On 21/12/10 20:07, James Freer wrote:
"However, this lengthy and complex development style also has some drawbacks: the stable releases of Debian are not particularly up-to-date and they age rapidly, especially since new stable releases are only published once every 1 - 3 years. Those users who prefer the latest packages and technologies are forced to use the potentially buggy Debian testing or unstable branches. The highly democratic structures of Debian have led to controversial decisions and gave rise to infighting among the developers. This has contributed to stagnation and reluctance to make radical decisions that would take the project forward." [Distrowatch]
My comment was referring to this paragraph and what i gathered from reading numerous posts on forums. IF that is an unfair and unjust statement - it is the duty and responsibility of the debian community to raise the issue as it is damaging. I don't like what they write for several distros and i've written to a distro founder (another distro) in the past.

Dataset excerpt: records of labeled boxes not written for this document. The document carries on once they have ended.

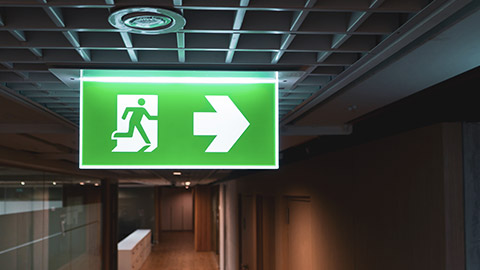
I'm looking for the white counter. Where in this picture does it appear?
[118,230,152,270]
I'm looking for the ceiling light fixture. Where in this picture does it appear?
[108,7,186,35]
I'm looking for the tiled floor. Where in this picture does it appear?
[141,232,218,270]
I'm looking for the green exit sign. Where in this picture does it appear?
[79,70,278,169]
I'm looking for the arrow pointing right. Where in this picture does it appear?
[193,96,250,153]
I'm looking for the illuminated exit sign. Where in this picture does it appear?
[79,70,278,169]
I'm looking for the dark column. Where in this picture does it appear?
[463,123,480,270]
[102,179,118,270]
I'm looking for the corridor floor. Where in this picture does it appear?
[140,232,218,270]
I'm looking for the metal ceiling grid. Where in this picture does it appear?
[0,0,434,124]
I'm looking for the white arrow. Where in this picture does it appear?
[193,96,250,153]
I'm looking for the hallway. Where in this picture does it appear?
[141,232,218,270]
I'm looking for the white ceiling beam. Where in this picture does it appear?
[75,48,92,62]
[173,0,183,14]
[0,123,75,134]
[120,32,138,62]
[178,49,185,63]
[127,49,138,63]
[272,34,295,64]
[370,0,385,8]
[272,0,317,64]
[43,7,65,27]
[28,48,43,57]
[62,31,92,62]
[225,0,250,64]
[225,34,240,64]
[177,32,185,63]
[62,31,80,48]
[8,30,27,42]
[120,32,133,48]
[0,62,13,69]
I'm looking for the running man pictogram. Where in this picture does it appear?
[113,98,157,144]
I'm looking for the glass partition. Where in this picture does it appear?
[0,168,101,270]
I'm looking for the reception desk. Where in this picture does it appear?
[118,230,152,270]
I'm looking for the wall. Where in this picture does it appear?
[463,122,480,270]
[194,186,214,251]
[222,124,464,270]
[118,187,155,242]
[160,187,193,231]
[0,179,101,270]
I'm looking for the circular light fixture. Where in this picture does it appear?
[108,7,186,35]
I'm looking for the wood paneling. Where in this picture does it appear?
[463,122,480,270]
[101,180,118,270]
[226,124,464,270]
[160,188,193,231]
[194,186,214,251]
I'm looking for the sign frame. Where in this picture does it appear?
[79,69,279,169]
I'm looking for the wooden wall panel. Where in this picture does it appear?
[194,186,213,251]
[160,188,193,231]
[226,124,464,270]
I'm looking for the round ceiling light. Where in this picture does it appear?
[108,7,186,35]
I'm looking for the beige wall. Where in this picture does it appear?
[225,124,464,270]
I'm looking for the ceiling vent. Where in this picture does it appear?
[108,7,186,35]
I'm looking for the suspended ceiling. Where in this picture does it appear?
[0,0,478,185]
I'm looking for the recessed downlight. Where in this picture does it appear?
[108,7,186,35]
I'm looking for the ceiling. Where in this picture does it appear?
[0,0,480,183]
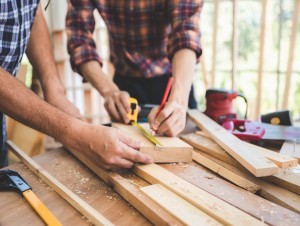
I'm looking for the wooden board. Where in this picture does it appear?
[162,162,300,226]
[7,141,113,225]
[113,123,193,163]
[279,141,300,163]
[141,184,222,225]
[133,164,260,225]
[181,132,298,169]
[264,170,300,195]
[69,146,178,225]
[0,148,152,226]
[181,133,300,194]
[193,151,260,193]
[199,154,300,213]
[188,110,278,177]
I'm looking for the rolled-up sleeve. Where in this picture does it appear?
[66,0,102,72]
[168,0,203,61]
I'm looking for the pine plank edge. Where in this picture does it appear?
[181,133,300,194]
[188,110,278,177]
[193,151,260,193]
[140,184,222,226]
[198,150,300,214]
[112,123,193,163]
[133,163,264,225]
[6,141,113,225]
[67,146,180,225]
[190,131,298,169]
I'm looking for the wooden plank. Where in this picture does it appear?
[181,133,300,194]
[7,141,113,225]
[162,162,300,226]
[180,132,239,165]
[133,164,260,225]
[282,0,300,109]
[113,123,193,163]
[141,184,222,225]
[279,141,300,163]
[199,154,300,213]
[255,0,268,118]
[188,110,278,177]
[181,131,298,169]
[193,151,260,193]
[69,146,179,225]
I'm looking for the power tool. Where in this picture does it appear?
[204,89,248,124]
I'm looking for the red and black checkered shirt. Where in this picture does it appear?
[66,0,203,78]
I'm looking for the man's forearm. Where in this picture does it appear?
[0,68,81,147]
[26,6,65,95]
[169,49,196,107]
[80,61,119,97]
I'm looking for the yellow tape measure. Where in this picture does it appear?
[128,97,163,146]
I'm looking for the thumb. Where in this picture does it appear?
[119,133,142,149]
[148,106,159,127]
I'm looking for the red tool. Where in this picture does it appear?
[204,89,248,124]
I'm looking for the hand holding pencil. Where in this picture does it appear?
[148,77,186,136]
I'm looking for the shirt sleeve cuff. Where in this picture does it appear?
[168,31,202,62]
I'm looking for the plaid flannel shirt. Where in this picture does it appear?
[0,0,39,168]
[66,0,203,78]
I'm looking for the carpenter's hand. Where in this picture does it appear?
[148,101,186,137]
[45,92,86,121]
[104,91,130,124]
[75,123,153,169]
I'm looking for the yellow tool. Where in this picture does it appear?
[128,97,163,146]
[0,170,62,226]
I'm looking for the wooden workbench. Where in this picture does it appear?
[0,147,300,226]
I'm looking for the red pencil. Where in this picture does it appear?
[155,77,173,118]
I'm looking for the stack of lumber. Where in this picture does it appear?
[181,111,300,213]
[9,113,300,225]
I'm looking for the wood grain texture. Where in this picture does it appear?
[113,123,193,163]
[7,141,113,225]
[133,164,261,225]
[279,141,300,163]
[69,146,179,225]
[181,133,300,194]
[193,151,260,193]
[199,154,300,213]
[181,132,298,169]
[161,162,300,226]
[141,184,222,226]
[188,110,278,177]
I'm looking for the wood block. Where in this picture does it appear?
[141,184,222,225]
[193,151,260,193]
[181,133,300,194]
[113,123,193,163]
[198,154,300,213]
[279,141,300,163]
[188,110,278,177]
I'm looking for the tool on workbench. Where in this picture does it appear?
[128,97,163,146]
[204,89,248,124]
[260,110,293,126]
[0,170,62,226]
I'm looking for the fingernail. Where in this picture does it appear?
[147,158,153,164]
[152,123,158,130]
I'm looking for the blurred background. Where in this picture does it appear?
[8,0,300,162]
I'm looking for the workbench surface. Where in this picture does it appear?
[0,147,300,226]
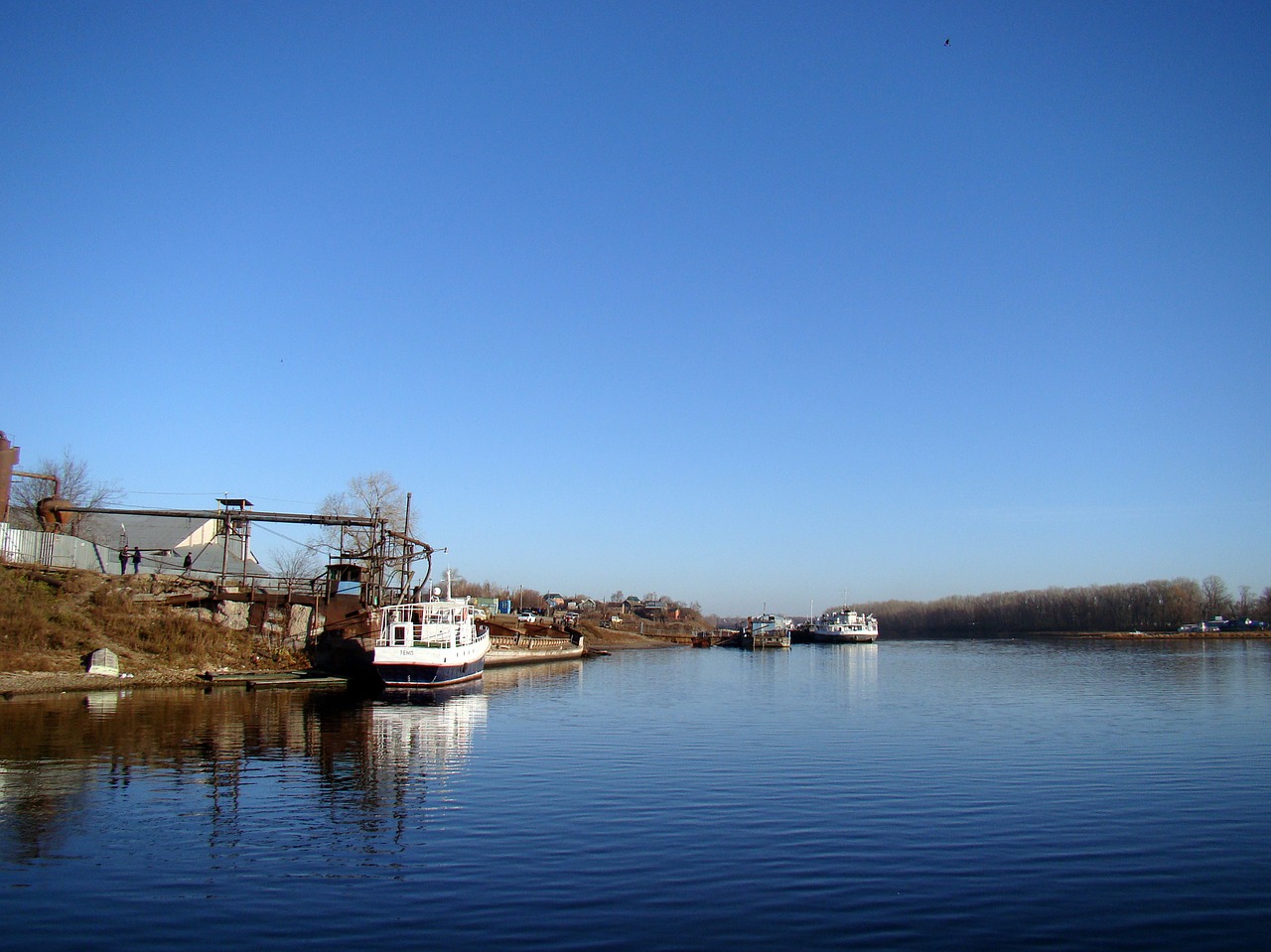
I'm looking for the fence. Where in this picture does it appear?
[0,524,118,572]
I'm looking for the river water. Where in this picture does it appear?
[0,639,1271,952]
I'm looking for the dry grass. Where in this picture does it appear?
[0,566,298,672]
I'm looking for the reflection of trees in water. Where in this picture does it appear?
[0,761,82,863]
[0,661,581,862]
[0,690,341,860]
[0,683,500,862]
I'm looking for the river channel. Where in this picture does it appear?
[0,639,1271,952]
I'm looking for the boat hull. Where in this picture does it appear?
[808,631,878,644]
[375,656,486,688]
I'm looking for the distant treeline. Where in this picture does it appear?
[857,576,1271,636]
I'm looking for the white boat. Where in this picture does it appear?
[808,609,878,644]
[375,585,490,688]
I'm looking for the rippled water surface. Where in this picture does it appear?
[0,639,1271,949]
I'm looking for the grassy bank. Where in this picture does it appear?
[0,566,303,692]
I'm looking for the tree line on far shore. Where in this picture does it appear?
[857,576,1271,636]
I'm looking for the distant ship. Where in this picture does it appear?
[807,609,878,644]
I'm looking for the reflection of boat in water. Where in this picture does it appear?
[807,609,878,644]
[375,586,490,688]
[371,684,486,775]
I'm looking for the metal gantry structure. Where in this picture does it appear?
[40,493,433,600]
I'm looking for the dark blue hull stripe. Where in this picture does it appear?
[375,658,486,688]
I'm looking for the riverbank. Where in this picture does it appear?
[0,564,686,697]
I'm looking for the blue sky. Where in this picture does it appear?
[0,3,1271,613]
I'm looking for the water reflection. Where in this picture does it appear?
[371,681,487,783]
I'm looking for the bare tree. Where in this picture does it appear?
[10,448,123,541]
[318,471,416,552]
[1200,576,1231,617]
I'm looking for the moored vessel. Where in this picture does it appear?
[373,586,490,688]
[808,609,878,644]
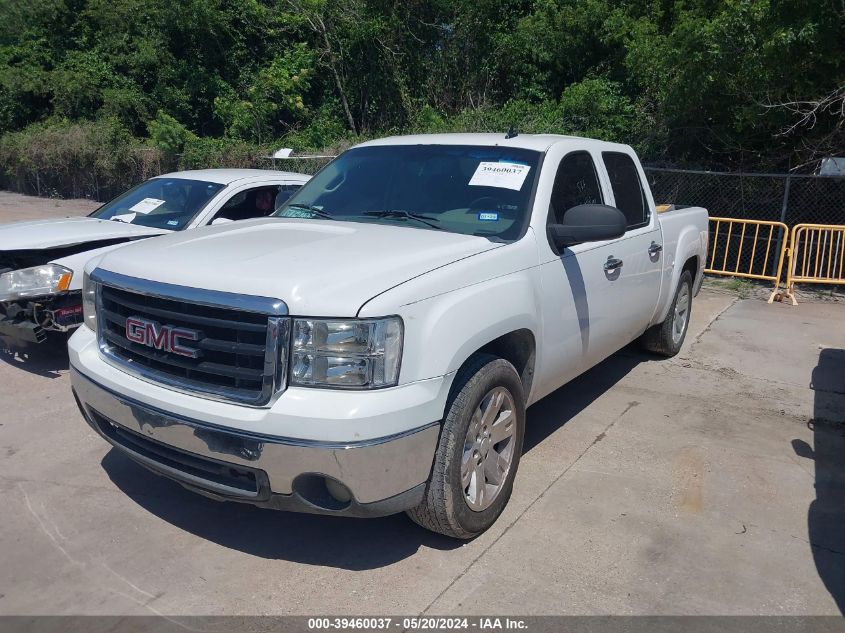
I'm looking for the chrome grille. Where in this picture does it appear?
[92,270,289,406]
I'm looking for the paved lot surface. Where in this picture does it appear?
[0,193,845,615]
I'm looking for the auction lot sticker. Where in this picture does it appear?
[469,162,531,191]
[129,198,164,215]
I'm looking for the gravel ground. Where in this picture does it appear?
[0,191,101,223]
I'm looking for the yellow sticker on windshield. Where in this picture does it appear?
[469,162,531,191]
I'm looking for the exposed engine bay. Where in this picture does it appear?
[0,238,132,346]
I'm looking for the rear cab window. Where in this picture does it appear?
[601,152,651,231]
[548,151,604,224]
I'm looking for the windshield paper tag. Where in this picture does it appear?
[469,162,531,191]
[129,198,164,215]
[111,213,138,224]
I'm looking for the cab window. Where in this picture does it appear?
[215,185,284,221]
[602,152,649,229]
[549,152,604,224]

Show me a project of that scope that doesn't have those problems. Better still show me a way to organise such a project in a way that keeps everyone from the developers to the users happy. In fact no even better still show them.
Debian as a community have probably contributed more to Linux than any other. There is a very good reason why Debian is used as the source for so many spin off distributions. The criteria for getting something into the Stable branch is strict for good reason. Without it nothing would ever get past the "it almost works most of the time and we will finish the manpages later" stage.